0
votes

Please see my process & issue below: step1 -I want to load one mysql table data in a incremental fashion.So first I am using SQOOP to import incremental data using 'INCREMENTAL append check-column last-value' assume this stores into HDFS folder '/sqoopdir1' step 2 - I want to use a pig script to do some data validations like duplicate checking and the result should go to '/user/root/pigdir' step 3 - I want to create a hive external table 'extsample' pointing to pig output directory as "stored as textfile location '/user/root/pigdir'

My issue here is (1)SQOOP will create part-m-00001,part-m-00002 etc in folder /sqoopdir1 in HDFS.But for each incremental process, I just need latest file for PIG process to pick automatically. (2) Another issue issue is, PIG creates part-r-00000 file in /user/root/pigdir. Second time job fails saying file already exists, so I have to rename the file to run the PIG job.

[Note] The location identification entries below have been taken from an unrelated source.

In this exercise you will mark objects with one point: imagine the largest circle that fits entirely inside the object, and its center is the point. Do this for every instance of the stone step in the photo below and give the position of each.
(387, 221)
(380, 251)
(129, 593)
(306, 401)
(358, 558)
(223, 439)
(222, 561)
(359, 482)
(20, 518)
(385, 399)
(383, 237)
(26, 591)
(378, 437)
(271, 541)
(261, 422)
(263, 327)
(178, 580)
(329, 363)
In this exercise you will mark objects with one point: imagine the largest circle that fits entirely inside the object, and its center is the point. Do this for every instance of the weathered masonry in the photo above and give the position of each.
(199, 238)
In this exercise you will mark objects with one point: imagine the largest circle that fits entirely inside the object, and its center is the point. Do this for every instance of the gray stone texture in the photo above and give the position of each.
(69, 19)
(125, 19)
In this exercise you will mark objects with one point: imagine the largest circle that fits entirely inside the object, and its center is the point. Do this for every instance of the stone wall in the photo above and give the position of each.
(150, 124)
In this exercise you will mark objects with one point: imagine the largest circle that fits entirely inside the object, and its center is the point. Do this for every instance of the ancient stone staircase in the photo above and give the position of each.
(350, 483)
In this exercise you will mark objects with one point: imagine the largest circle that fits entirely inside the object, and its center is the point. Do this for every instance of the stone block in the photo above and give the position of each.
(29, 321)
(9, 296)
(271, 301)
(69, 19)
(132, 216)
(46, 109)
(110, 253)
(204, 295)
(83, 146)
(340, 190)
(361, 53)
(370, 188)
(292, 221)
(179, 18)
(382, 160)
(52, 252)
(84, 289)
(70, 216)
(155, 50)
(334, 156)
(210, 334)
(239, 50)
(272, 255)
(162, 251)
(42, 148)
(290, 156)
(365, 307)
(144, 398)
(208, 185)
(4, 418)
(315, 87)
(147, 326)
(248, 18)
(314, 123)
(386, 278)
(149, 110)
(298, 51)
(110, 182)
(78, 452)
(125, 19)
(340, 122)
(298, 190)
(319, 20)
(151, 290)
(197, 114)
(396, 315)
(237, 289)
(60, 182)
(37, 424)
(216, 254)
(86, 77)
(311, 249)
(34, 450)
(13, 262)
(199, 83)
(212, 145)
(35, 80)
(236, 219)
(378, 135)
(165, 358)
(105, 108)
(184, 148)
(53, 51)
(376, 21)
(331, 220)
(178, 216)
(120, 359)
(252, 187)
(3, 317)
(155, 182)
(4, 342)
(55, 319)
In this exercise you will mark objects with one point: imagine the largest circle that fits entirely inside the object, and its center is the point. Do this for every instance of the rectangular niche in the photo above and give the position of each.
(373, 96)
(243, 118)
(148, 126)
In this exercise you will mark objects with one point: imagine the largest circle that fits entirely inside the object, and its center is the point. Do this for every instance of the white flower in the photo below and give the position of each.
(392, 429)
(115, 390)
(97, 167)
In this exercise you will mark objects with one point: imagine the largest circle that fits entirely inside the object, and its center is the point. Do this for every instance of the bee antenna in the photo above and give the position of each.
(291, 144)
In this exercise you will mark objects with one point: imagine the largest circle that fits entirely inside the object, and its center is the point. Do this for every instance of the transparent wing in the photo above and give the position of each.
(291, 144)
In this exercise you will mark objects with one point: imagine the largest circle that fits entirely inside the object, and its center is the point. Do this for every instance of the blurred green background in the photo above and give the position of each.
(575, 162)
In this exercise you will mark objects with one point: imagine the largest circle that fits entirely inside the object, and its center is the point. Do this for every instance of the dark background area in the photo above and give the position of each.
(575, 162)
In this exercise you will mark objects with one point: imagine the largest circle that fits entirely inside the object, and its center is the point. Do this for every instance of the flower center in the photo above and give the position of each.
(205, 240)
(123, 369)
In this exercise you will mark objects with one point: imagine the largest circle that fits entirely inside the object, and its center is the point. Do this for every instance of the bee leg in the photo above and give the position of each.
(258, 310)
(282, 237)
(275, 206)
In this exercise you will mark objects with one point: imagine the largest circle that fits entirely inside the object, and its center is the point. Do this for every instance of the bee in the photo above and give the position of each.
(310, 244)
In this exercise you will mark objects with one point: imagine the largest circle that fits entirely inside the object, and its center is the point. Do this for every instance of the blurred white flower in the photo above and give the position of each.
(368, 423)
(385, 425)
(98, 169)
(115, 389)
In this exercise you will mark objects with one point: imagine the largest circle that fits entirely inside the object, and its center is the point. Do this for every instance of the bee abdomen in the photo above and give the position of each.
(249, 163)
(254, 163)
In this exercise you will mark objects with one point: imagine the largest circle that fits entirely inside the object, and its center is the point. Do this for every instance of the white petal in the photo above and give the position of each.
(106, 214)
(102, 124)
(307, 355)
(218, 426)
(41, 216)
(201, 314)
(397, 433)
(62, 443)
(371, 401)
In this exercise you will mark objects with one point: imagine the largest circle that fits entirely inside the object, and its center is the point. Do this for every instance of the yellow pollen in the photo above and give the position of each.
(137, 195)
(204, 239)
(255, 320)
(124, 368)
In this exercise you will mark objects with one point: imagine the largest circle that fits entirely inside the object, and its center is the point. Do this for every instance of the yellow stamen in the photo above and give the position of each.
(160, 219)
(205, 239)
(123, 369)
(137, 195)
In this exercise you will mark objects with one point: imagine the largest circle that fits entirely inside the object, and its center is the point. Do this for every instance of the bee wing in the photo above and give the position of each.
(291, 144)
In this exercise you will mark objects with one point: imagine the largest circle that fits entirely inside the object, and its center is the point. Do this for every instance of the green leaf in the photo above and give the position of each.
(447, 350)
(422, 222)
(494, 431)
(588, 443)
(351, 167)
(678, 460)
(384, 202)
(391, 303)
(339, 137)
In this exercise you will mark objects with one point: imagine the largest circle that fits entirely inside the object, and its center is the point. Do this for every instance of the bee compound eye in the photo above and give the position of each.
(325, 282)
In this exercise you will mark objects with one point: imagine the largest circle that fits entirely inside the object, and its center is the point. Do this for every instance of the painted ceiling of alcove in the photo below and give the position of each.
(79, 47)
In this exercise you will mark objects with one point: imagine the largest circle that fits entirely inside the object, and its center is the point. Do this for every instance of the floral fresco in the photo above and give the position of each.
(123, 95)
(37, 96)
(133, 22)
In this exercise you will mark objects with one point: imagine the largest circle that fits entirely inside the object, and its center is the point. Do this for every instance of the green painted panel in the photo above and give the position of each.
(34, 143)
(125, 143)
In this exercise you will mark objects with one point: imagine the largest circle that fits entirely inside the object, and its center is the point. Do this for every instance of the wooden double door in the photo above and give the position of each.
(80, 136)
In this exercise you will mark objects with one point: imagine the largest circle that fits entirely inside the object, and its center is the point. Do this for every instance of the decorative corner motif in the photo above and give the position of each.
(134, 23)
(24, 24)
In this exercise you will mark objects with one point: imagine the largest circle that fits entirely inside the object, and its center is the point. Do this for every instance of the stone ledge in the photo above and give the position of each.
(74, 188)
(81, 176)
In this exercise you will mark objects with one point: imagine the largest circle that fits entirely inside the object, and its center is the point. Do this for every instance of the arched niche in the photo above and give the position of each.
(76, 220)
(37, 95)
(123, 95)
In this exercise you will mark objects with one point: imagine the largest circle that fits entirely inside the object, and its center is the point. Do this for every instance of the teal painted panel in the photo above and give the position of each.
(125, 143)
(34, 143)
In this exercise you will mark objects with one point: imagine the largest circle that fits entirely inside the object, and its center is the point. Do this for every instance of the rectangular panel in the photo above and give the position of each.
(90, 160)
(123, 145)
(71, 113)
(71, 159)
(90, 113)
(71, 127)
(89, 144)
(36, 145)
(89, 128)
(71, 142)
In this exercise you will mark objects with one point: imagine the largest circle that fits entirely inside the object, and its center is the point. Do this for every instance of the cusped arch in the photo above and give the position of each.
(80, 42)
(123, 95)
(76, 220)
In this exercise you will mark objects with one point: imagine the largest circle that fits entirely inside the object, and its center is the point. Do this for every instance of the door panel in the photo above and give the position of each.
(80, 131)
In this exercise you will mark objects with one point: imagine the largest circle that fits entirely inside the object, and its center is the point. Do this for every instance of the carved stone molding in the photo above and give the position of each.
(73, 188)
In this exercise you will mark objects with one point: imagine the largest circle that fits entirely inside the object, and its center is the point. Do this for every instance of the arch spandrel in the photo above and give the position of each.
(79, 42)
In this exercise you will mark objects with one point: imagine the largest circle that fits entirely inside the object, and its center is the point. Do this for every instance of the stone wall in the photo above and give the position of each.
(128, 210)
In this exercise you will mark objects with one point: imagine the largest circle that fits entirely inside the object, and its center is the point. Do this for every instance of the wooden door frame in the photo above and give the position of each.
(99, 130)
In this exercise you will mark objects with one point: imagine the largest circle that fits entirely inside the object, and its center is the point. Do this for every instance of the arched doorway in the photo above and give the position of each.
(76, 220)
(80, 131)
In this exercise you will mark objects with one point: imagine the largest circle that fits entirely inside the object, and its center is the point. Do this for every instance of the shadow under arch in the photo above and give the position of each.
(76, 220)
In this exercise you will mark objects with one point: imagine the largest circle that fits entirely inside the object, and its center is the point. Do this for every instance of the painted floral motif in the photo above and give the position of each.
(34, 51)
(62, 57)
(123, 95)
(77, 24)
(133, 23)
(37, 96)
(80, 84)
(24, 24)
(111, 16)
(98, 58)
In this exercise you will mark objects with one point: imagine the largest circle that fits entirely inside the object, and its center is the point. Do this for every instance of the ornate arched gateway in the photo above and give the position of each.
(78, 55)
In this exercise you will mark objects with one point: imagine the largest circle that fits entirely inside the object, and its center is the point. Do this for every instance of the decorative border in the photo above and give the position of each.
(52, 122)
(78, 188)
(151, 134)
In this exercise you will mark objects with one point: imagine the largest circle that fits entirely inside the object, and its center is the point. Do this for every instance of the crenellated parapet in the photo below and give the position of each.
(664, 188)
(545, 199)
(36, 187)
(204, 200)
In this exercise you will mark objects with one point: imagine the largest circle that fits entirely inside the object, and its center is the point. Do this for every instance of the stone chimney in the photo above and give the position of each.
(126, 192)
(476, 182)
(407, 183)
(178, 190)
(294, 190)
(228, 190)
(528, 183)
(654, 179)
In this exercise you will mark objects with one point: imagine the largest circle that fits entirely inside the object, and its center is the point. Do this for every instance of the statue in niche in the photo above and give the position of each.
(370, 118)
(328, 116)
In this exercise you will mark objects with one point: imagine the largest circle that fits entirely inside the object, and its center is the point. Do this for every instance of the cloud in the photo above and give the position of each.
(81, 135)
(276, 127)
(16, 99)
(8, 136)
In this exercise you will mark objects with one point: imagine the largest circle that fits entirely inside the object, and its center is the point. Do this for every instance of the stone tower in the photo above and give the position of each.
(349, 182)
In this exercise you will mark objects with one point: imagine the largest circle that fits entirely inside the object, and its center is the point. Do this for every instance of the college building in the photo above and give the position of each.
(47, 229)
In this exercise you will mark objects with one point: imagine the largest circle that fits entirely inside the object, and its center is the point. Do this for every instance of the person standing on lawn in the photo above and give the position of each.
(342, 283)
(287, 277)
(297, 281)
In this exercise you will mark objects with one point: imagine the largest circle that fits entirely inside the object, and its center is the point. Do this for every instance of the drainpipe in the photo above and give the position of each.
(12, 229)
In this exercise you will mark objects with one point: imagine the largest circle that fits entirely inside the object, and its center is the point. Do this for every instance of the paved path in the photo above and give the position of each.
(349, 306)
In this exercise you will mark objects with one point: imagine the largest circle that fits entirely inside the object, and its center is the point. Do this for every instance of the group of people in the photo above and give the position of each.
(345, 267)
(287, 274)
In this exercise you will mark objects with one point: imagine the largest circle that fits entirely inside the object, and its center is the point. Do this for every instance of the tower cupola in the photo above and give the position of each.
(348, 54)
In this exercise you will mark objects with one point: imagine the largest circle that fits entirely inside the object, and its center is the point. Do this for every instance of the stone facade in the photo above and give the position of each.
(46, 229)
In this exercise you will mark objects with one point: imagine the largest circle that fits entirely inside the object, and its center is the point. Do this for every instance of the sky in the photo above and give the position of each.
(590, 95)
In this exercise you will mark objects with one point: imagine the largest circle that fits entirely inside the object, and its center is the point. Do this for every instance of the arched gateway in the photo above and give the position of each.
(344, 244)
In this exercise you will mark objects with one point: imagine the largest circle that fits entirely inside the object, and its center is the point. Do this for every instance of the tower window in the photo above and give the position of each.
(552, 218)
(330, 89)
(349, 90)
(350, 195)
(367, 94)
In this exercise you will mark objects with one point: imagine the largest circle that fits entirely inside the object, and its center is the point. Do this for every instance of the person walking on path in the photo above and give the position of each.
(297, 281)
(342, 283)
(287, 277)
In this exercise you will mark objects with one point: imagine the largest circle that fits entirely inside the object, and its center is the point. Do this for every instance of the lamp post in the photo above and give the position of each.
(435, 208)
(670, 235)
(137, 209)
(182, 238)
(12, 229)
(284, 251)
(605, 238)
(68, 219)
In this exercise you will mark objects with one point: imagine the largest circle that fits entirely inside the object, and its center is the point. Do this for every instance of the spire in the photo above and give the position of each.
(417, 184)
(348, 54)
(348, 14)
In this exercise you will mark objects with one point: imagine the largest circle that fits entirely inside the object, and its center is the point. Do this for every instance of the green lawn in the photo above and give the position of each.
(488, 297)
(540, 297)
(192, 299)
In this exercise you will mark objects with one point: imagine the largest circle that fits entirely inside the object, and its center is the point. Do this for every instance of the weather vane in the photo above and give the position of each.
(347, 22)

In short I want to have initial loaded data + just inserted/updated records in final hive table.As I am a beginner, could you please help to resolve the issues mentioned or advise a better approach.Thanks!

1

1 Answers

0
votes

1) As per my understanding you are trying to sqoop each incremental data into same folder? But that cant be true, sqoop will also throw an exception folder already exists. Part-m-00 files are output of sqoop so if you think about it all those "part" files are your incremental data generated by single sqoop ingestion.

We need to handle this in the code, like for each sqoop incremental ingestion we need to provide a dynamic output location (append timestamp to folder name)... Same goes with Pig. If you are using shell script to call sqoop and pig passing a dynamic location is very easy.